Peygamber SAS Efendimiz buyurmuş ki: (Yâ usmân, inneke setü’tiye’l-hilâfete min ba’dî) “Ey Osman, Allah muhakkak ki sana benden sonra halifelik verecek. Hilafeti verecek sana... (Ve seyürîdüke’l-münafikûne alâ hâl’ihâ) Münafıklar da o hilafeti senden çekip almak isteyecekler. Seni hilafetten düşürmek isteyecekler. Sana âsî olacaklar, karşı çıkacaklar, seni devirmeye kalkışacaklar.” (Felâ tahla’hâ) “Sen o münafıkların lafına bakarak, o hilafetten vazgeçme! (Ve sum fî-zâlike yevm) Onların başına üşüştükleri o günde oruç tut! (Tuftır indî) Yanımda iftar edersin. İftarı benim yanımda yaparsın.”
Bu iki hadîs-i şerîfi beraberce inceleyecek olursak, birinci hadîs- i şerîf; hadis kitaplarının en kuvvetlileri olan Sıhah-ı Sitte içinde rivayet edilmiş bir hadîs-i şerîftir. İkinci hadîs-i şerîf de oradaki mânayı biraz genişletiyor. Peygamber Efendimiz, kendisinden sonra Hz. Osman’a halifelik verileceğini bildiriyor.
“—Bilemez mi?” Bilir. Allah bildirince bilir. Âciz nâçiz, günahkâr kusurlu kullar olarak bizler dahi, bazen bazı şeyleri Allah rüyada gösterince biliyoruz. Yani bilinebiliyor; insan bazı şeyleri aynen görüyor ve yahut remizli olarak rüyada görüyor, ertesi gün oluyor. Hatta o rüyayı gördükten sonra etrafındakilerle konuşuyor, “Şöyle olacak bak!” diyor, şıp şöyle oluyor.
Rüya, mâneviyat tarafından çeşitli şekilde haberlerin ve istikbale ait bazı bilgilerin ulaşması için bir yoldur. Çünkü Allah-u
Teàlâ Hazretleri insanın ruhuna, her şeyine hakim, her şeyine sahip. Oradan, o mâneviyat âleminden bir işaret ihsan edebiliyor. Ama her rüya ille çıkacak manasında değildir. Sonra herkes gördüğü rüyanın manasını da doğru anlayamaz, anlamayabilir. Hatalı olabilir.

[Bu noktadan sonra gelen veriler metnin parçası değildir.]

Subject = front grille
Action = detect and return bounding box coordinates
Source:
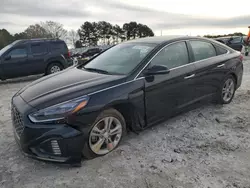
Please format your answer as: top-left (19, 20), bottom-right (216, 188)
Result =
top-left (11, 105), bottom-right (24, 137)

Ama rüyada bir takım esrarengiz, istikbale ait bilgilerin gösterilebileceğinin misalini Kur’ân-ı Kerîm’de bile buluyoruz.
Nitekim Yusuf AS, daha küçücük iken, pırıl pırıl simasıyla herkesin gözünü kamaştıran bir mübarek kişicik iken diyor ki: “—Ey babacığım, —babası Peygamber Ya’kup AS— uykumda on bir tane yıldız gördüm. Ayı ve güneşi gördüm. Bana secde ediyorlardı.” Ya’kub AS, izahat vermiyor. O, Peygamber; Yusuf AS, da ileride Peygamber olacak. Yavru, küçük ama o da pırıl pırıl bir insan. Yakup AS bilgi vermiyor, sadece diyor ki: “—Yavrucuğum, bu rüyanı öteki kardeşlerine anlatma! Sonra sana bir oyun ederler. Bir hile yaparlar sana Yusuf’um, sakın ötekilere anlatma!” diyor.
Yusuf AS’ın kıssasını Kur’ân-ı Kerîm’de, Yusuf Sûresi’nde okuyoruz. Yusuf AS ne maceralar geçirmiş; kardeşleri onu kıskanmışlar, bazı oyunlar etmişler. Ya’kub AS’ın peygamberlik nuruyla görüp ihbar ettiği gibi, nice hadiseler başından geçmiş; köle olmuş, satılmış, Mısır’da satın alınmış, saraylara dahil olmuş, zindanlara girmiş, çıkmış. Onun için bazı kimseler zindanlara, “Medrese-i Yusûfiyye” diyor. Zindanlara girmiş çıkmış ama, ondan sonra masum olduğu, mübarek olduğu, simasının güzelliği kadar da kalbinin güzel olduğu anlaşılınca Mısır’a sultan olmuş. Zindandan çıkmış; Hazâinü’l-ard, o zaman tabiri caizse Tarım Bakanı olmuş. Tarım ve ziraat işlerine bakan yüksek bir şahsiyet olmuş. Demek ki sonra da kıtlık olmuş. Kendisinin, kardeşlerinin yaşadığı diyâr-ı Ken’an’dan kardeşleri gelmişler. Kıtlık olduğu için kendisinden buğday istemişler, kendilerine de bir miktar verilsin diye yiyecek istemişler. Orada da uzun uzun maceralar, hikmetler var. Arkasından kendi kardeşlerini ve ana-babasını diyâr-ı Ken’an’dan vazife gördüğü Mısır’a; imkanları bol sarayına, köşküne davet ediyor. Geliyorlar. Artık onun maiyetinde, orada mutlu bir
yaşam olacak. O zamanın hürmet usulüne göre tabi kardeşler mahcup. Çünkü Yusuf AS’a ne oyunlar ettiler. Yusuf AS da onlara ne cevap verdi?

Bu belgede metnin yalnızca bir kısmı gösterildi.